On y est. Lilas a eu deux ans le mois dernier, et ce soir, c’est la première fois que je dors « loin » d’elle (elle n’est qu’à une vingtaine de minutes!)

Quand mon amie m’a proposé de dormir chez elle ce soir, pour aller dévaliser le suédois demain, l’occasion était trop belle pour refuser. Bien sûr, ça me fait drôle, de passer le relais à son père, de ne pas savoir comment et à quelle heure elle s’endormira ce soir, de me dire qu’elle me réclamera sûrement, de ne pas être là à son réveil demain matin.

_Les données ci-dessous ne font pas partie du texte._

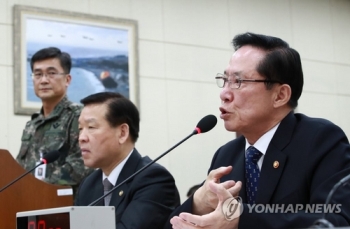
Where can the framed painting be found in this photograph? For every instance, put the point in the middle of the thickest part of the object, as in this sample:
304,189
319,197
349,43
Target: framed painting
103,50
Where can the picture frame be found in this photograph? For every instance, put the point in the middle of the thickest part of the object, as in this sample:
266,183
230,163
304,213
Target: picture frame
104,52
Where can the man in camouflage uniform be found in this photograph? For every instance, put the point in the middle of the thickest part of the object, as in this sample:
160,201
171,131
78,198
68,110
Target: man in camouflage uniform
55,127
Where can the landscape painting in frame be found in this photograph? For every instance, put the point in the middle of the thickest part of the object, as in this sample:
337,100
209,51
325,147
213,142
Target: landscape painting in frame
103,52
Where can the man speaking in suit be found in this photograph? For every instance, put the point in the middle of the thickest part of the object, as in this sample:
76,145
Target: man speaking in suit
108,130
284,164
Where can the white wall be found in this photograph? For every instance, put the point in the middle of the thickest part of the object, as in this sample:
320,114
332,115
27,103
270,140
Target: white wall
182,45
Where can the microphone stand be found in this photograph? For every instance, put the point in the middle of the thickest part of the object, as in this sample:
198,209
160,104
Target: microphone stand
143,168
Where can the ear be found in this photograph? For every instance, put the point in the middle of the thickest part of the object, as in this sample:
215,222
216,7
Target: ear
123,133
68,79
282,96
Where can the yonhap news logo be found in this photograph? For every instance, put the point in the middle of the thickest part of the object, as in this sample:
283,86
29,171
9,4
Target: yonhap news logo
233,207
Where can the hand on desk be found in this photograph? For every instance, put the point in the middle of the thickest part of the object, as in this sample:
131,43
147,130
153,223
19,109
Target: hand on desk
211,192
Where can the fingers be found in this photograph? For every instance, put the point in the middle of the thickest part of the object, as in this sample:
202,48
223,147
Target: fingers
221,192
228,184
234,190
180,223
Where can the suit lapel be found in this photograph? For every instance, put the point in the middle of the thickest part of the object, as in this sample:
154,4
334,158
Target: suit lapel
275,160
96,191
128,169
238,168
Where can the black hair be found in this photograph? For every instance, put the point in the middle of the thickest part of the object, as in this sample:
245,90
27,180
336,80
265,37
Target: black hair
281,63
119,110
53,52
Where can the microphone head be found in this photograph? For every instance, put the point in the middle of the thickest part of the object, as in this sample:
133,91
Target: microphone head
205,124
51,156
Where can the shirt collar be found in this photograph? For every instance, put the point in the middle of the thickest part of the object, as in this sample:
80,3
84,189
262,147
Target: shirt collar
113,176
263,142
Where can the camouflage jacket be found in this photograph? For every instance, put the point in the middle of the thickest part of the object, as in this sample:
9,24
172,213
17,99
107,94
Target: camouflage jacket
58,131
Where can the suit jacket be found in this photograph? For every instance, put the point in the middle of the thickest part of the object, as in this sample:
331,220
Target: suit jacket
313,155
143,202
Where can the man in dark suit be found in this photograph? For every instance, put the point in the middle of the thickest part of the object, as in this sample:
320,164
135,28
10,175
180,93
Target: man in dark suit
284,165
108,130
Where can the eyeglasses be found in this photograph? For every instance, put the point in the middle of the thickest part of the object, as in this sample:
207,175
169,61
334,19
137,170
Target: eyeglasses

Les nombreuses questions n’effaceront pourtant pas la petite excitation que je ressens de faire un truc « comme avant ». Ca fait tellement de bien de faire une pause, pas juste le temps d’une douche, pas juste pour une heure de toboggan avec Papa. Une soirée entre filles, un repas sans être interrompue, un moment agréable rien qu’à moi.

Ce soir, je ne passerai pas mon temps à essayer de l’endormir pendant deux heures en vain. Je ne finirai pas par pleurer de fatigue et de colère. Je ne mangerai pas sur le pouce à 22h parce que Lilas m’attend pour enfin se coucher. Non. Ce soir, pour une fois, je suis égoïste.